Antes de que Sal se pusiera de pie, Norman y Gillian lo aferraron de los brazos y lo mantuvieron en el suelo. Fred se desternillaba de risa y John no hacía más que dar vueltas con la mirada en la oscuridad de detrás. Matilde golpeó a Fred en la cabeza y secruzó de brazos.
—Basta —dijo Gillian— Fred, si para ti esto es una broma, vete, nadie te retendrá. Dejé que nos acompañes porque eres el único joven acomodado que conozco que desee dejar una vida de comodidad por lo que sea que nos depare nuestro viaje. No es solo por tus padres, creo que haces esto por ti mismo. Como todos ustedes, como yo.
—Yo quiero que paren estas horribles distorsiones y apariciones —dijo John mirando por encima del hombro de los que estaban delante de él—. El ser que habita el otro lado no deja de seguirme, lo siento. No puedo dejar la vista fija demasiado tiempo porque la realidad comienza a ser transparente y puedo ver…
Cerró los ojos repentinamente y los abrió en dirección al cielo raso. Después de un momento, respiró hondo pero sus pupilas no descansaban en su trabajo cinético.
—Tal vez lo único que puede ayudarme es ver lo que está del otro lado, de nuevo. O lo que sea que esté allí dentro me ayude a dejar mi visión como estaba antes. ¿Diablos, qué otra opción tengo? ¿Años de terapia y pastillas? Nadie me creería. Si no termino con esto ya no podré pertenecer a este mundo… no así.
—Aunque todos tengan tan presentes la posibilidad de la muerte, no hay que olvidar lo importante —dijo Gillian—. Lo que ustedes también vieron, Norman y Sal. Un lugar en donde de algún modo nuestra situación mejoraría. Del otro lado vi otra vida, mi vida pero tal como siempre la había planeado desde cuando era más joven que Fred. Viajes una vez por semana, una casa con vista a un amplio jardín cubierto de árboles. Un pequeño bosque donde acostarme y que el agua de la lluvia ni siquiera penetre el tejado de ramas y hojas. Allí no existen los errores que hoy me hacen vivir una mentira. Estoy aquí para ir a ese lugar. Y si tengo que escapar a un ser extraterrestre o del más allá para llegar, haré lo imposible para desembarcar allí.
—Mi propio negocio. Cinco sucursales de las ferreterías más prósperas del país. Una mujer hermosa y de formas generosas —rio Norman y se balanceó sobre sus posaderas.

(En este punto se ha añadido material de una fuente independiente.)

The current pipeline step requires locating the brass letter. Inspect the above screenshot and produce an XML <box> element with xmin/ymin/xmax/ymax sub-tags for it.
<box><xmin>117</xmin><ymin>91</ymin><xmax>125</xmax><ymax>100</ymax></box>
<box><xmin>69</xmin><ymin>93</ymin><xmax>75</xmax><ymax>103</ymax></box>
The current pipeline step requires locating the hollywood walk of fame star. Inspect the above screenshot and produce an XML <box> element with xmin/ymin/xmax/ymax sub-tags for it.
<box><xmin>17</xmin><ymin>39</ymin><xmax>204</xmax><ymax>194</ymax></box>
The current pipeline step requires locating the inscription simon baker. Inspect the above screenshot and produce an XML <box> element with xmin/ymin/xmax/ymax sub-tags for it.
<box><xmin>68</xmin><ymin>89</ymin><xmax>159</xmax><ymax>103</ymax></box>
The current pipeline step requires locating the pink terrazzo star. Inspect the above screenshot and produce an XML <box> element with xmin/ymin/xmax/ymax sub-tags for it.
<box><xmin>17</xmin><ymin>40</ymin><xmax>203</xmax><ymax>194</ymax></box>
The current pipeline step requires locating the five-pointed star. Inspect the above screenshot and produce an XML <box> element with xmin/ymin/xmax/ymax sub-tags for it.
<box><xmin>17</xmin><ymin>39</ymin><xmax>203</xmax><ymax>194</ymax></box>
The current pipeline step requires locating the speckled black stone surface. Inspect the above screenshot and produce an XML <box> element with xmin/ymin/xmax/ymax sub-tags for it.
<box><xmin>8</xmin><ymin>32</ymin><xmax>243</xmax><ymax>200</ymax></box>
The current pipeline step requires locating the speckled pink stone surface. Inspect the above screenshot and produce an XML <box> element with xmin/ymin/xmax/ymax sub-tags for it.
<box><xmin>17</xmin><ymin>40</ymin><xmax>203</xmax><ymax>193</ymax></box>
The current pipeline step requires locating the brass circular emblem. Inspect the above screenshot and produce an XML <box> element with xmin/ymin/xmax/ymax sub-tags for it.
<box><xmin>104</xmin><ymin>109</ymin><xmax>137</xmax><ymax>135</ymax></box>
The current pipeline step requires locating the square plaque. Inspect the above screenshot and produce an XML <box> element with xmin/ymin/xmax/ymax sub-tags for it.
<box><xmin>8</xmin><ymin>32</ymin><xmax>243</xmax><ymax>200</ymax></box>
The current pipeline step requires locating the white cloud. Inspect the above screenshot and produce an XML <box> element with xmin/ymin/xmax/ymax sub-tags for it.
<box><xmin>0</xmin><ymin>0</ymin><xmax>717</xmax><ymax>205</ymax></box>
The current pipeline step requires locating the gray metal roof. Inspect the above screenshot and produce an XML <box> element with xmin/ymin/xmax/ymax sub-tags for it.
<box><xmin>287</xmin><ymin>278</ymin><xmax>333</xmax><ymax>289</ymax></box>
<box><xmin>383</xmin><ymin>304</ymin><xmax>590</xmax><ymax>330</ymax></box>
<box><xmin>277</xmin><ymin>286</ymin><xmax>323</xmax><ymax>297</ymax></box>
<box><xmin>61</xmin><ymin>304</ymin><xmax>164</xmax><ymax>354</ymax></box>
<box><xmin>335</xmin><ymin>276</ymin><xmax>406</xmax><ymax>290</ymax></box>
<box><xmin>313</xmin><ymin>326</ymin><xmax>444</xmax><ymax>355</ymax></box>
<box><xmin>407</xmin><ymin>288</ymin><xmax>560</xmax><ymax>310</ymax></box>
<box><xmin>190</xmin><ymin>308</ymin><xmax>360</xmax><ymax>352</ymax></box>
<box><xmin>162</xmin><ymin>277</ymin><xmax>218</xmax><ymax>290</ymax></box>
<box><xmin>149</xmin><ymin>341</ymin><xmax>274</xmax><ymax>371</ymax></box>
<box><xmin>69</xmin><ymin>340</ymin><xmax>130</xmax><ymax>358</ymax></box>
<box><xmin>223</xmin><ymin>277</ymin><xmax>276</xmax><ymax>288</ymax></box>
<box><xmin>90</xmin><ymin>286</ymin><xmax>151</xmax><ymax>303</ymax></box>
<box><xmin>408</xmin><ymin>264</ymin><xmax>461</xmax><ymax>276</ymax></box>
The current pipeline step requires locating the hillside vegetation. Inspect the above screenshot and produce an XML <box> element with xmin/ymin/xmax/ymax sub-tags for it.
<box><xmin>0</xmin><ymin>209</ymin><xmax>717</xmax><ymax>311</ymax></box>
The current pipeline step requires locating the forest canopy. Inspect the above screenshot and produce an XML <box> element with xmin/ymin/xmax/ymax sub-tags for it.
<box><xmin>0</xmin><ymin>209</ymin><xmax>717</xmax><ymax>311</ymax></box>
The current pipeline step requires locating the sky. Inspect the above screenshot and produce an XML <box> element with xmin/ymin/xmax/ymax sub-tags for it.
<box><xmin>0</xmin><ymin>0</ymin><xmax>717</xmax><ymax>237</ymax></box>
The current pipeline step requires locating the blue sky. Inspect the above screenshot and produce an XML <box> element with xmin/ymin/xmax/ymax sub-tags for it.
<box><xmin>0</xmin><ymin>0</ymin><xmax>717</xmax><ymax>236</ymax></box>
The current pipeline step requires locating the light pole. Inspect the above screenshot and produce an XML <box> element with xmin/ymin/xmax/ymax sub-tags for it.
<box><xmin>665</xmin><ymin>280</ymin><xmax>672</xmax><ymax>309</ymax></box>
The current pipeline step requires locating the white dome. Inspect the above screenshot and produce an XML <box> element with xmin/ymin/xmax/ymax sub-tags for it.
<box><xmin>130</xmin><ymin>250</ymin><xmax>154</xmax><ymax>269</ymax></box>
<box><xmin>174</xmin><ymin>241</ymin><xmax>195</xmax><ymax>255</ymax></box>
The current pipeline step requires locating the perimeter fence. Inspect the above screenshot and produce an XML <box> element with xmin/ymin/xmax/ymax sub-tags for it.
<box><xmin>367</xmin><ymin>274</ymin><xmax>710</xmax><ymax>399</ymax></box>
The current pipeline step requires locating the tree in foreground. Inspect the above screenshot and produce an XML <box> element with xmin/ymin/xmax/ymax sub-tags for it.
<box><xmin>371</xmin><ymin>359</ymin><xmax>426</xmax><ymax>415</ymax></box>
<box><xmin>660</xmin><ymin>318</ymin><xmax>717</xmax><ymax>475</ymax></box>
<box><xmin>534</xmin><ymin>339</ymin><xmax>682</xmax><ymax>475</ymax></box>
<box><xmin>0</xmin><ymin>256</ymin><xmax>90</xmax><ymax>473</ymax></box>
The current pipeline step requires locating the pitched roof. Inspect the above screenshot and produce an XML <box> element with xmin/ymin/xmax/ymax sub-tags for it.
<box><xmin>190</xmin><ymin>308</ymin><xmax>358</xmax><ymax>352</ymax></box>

—Mi proyecto tiene tanto éxito, que soy socio mayoritario en la empresa de mi antiguo jefe, y mi ladrón amigo es degradado hasta el más bajo escalafón —comentó Sal, con los ojos entrecerrados por la intensidad de su recuerdo.

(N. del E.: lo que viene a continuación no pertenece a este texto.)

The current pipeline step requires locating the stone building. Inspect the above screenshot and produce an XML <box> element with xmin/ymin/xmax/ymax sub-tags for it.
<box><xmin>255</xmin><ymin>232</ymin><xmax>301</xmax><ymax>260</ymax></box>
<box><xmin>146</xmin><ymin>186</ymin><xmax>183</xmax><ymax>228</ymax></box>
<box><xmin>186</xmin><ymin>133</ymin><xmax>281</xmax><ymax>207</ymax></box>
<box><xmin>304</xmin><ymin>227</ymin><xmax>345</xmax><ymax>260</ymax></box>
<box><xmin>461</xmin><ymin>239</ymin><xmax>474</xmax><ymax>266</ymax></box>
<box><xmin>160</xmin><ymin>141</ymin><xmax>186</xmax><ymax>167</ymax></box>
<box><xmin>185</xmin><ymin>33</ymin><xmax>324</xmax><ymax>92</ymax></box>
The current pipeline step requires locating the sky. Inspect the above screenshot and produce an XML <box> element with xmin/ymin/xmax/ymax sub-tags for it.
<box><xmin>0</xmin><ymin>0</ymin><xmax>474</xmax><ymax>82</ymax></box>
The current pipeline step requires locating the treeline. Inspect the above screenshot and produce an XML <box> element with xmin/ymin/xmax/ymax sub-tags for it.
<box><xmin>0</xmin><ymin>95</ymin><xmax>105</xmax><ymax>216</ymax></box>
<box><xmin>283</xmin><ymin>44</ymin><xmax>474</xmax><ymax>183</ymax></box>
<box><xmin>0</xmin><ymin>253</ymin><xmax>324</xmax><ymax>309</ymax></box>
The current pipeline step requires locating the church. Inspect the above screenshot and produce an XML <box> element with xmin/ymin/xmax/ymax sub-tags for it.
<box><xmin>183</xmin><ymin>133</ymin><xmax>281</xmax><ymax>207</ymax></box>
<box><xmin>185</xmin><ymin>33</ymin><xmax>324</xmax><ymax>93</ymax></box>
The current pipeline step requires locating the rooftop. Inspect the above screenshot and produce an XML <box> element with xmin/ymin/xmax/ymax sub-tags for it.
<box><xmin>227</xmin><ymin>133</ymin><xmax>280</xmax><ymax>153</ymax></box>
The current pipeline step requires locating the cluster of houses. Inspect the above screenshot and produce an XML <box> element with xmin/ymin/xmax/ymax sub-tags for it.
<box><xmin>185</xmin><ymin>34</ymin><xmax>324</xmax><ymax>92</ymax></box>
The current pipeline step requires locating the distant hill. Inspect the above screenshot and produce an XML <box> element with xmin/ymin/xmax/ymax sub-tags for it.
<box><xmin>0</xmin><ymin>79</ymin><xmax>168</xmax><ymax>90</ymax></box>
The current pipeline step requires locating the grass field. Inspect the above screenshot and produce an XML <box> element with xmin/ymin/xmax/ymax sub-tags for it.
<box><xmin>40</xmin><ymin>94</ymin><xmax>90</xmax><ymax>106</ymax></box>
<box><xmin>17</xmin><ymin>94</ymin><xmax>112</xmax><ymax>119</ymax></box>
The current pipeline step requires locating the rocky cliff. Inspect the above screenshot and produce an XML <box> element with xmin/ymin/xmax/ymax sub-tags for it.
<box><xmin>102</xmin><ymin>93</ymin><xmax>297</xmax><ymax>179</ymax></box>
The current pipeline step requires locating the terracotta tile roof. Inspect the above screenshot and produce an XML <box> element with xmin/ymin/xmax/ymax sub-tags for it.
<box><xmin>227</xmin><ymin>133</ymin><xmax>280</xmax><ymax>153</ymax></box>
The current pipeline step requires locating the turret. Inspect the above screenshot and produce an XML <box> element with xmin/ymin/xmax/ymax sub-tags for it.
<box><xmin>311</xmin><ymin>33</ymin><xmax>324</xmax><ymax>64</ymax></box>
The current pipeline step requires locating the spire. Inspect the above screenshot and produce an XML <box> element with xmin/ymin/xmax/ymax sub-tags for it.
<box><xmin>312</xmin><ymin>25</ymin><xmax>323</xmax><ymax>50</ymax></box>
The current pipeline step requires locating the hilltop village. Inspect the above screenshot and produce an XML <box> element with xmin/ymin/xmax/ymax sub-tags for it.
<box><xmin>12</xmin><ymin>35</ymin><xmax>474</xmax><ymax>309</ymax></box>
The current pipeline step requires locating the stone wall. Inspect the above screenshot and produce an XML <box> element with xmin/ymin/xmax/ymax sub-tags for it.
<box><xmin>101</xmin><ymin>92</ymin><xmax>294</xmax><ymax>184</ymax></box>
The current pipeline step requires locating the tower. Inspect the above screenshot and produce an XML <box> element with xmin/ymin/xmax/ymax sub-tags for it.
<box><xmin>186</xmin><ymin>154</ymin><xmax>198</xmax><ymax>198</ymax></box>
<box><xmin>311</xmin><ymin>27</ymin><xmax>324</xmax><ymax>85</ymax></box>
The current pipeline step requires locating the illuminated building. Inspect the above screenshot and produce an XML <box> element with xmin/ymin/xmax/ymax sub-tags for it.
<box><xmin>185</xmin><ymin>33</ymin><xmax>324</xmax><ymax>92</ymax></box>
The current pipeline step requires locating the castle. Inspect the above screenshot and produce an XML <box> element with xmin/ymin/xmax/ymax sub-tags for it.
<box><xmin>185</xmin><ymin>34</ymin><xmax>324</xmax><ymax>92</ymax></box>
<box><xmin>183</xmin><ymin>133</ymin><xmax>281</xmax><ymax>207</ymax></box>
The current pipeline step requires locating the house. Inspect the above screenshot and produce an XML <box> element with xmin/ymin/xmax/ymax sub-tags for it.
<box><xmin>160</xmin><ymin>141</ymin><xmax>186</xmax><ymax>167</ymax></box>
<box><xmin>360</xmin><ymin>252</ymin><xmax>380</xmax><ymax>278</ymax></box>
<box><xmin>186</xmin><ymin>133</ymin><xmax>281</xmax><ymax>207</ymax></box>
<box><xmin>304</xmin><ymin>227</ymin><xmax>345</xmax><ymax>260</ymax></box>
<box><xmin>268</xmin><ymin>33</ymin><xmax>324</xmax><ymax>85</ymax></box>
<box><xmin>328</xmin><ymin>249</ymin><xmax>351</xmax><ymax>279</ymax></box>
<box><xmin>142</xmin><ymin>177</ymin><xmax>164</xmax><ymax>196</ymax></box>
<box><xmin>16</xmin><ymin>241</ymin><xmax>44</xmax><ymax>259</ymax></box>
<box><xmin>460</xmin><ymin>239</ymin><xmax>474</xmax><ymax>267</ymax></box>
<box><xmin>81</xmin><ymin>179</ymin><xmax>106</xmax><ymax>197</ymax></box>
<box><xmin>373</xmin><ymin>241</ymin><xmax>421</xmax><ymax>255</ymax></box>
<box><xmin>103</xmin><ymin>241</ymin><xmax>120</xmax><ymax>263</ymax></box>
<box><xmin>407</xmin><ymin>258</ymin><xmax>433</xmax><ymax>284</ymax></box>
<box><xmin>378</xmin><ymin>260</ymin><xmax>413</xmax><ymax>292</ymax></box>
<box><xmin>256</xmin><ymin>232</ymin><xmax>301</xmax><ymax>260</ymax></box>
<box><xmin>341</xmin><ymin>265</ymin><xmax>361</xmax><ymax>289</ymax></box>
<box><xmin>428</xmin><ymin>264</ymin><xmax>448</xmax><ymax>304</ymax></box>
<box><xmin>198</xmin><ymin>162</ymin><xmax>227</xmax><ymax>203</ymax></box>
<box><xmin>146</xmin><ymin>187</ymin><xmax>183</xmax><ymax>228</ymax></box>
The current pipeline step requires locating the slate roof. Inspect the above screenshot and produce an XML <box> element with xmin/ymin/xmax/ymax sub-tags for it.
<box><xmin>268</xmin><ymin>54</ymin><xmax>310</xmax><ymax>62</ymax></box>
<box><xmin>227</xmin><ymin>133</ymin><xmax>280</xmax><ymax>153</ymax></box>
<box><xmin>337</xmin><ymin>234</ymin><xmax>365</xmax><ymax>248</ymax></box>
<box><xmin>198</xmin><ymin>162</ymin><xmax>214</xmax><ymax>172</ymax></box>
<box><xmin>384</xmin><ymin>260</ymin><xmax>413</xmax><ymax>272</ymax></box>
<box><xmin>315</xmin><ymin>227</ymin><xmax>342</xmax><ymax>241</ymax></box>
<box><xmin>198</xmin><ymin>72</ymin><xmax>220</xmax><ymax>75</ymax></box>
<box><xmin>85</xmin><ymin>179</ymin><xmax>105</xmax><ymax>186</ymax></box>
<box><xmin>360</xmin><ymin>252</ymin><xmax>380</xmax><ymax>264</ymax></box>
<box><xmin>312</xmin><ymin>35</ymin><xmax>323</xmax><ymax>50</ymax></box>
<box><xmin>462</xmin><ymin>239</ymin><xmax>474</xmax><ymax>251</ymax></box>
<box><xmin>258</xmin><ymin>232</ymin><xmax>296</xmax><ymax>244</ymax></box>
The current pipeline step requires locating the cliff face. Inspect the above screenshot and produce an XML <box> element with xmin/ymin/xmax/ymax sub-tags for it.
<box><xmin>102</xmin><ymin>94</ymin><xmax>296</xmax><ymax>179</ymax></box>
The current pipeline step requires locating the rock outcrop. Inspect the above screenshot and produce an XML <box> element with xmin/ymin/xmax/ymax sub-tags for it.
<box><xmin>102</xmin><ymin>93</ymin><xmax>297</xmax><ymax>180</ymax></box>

—¿Y tú por qué estás aquí? —preguntó Fred a Matilde que oía todo con una actitud solemne, como alguien que estuviese diciendo una plegaria en silencio.
—Para mí, lo que ha sucedido va más allá de unos sueños mundanos de éxito en esta vida. Llegará el momento en que el viaje empezará y su inicio no será nada parecido a lo que te hubieses imaginado.
El silencio que siguió dejó a todos esperando que la historia continuara, pero Matilde volvió a su mutismo piadoso con un brillo en los ojos que resplandecía detrás del resplandor de las luces.